No matter your age or your current physical condition, you can benefit from exercise. Reaping the rewards of exercise doesn’t require strenuous workouts or trips to the gym. It’s about adding more movement and activity to your life, even in small ways. There are many simple ways to get your body in shape and improve your health.
For optimal health of older Americans, the US Department of Health and Human Services (DHHS) recommends a total of 150 minutes of moderate-intensity aerobic activity per week, or 75 minutes total of vigorous activity. For additional health benefits, 300 minutes a week of moderate aerobic activity is recommended, or 150 minutes per week of vigorous aerobic activity.
DHHS also suggests that older people, especially, perform two sessions of muscle- and bone-building resistance training per week. Balance exercises three times per week to prevent falls are recommended for those 65 and older.

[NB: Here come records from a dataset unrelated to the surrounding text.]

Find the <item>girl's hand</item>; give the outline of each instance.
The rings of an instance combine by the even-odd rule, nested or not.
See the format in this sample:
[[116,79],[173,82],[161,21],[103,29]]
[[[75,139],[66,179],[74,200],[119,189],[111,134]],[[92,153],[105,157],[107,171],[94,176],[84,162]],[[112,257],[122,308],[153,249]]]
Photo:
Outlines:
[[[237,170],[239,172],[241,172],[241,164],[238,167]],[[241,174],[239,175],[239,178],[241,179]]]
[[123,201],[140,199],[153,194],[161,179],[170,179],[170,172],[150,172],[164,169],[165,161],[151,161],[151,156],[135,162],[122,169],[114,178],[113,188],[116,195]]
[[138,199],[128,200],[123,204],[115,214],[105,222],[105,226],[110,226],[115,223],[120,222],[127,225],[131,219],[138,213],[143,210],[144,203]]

Staying in shape with regular exercise can help boost energy, maintain your independence, and manage symptoms of illness or pain. Exercise can even reverse some of the symptoms of aging. And not only is exercise good for your body, it’s also good for your mind, mood, and memory. Whether you are generally healthy or are managing an illness, there are plenty of ways to get more active, improve confidence, and boost your fitness.
Starting or maintaining a regular exercise routine can be challenging, as you get older. If you’ve never exercised before, you may not know where to begin. You may be concerned about doing more harm than good. Or maybe you’re of the mindset that “you can’t teach an old dog new tricks.” But, none of these are reasons to give up.
These types of exercise are especially beneficial for mature adults:
- Water aerobics and water sports – working out in water is the perfect exercise for seniors because it is considered low-impact. Water reduces stress and strain on the body’s joints.
- Walking – it’s the perfect way to get in shape. It requires no special equipment, aside from a pair of comfortable walking shoes, and can be done anywhere.
- Senior sports or fitness classes – these classes can help keep you motivated while also providing a source of fun, stress relief, and a place to meet friends. You can even take a class in your own living room via many of the free streaming workouts online.
- Yoga – this calming exercise combines a series of poses with breathing. Moving through the poses works on strength, flexibility and balance. You don’t have to be super flexible to benefit. Yoga can be adapted to any level.
- Tai Chi and Qi Gong – these martial arts-inspired systems of movement increase balance and strength. Classes for seniors are often available at your local YMCA or community center or even online.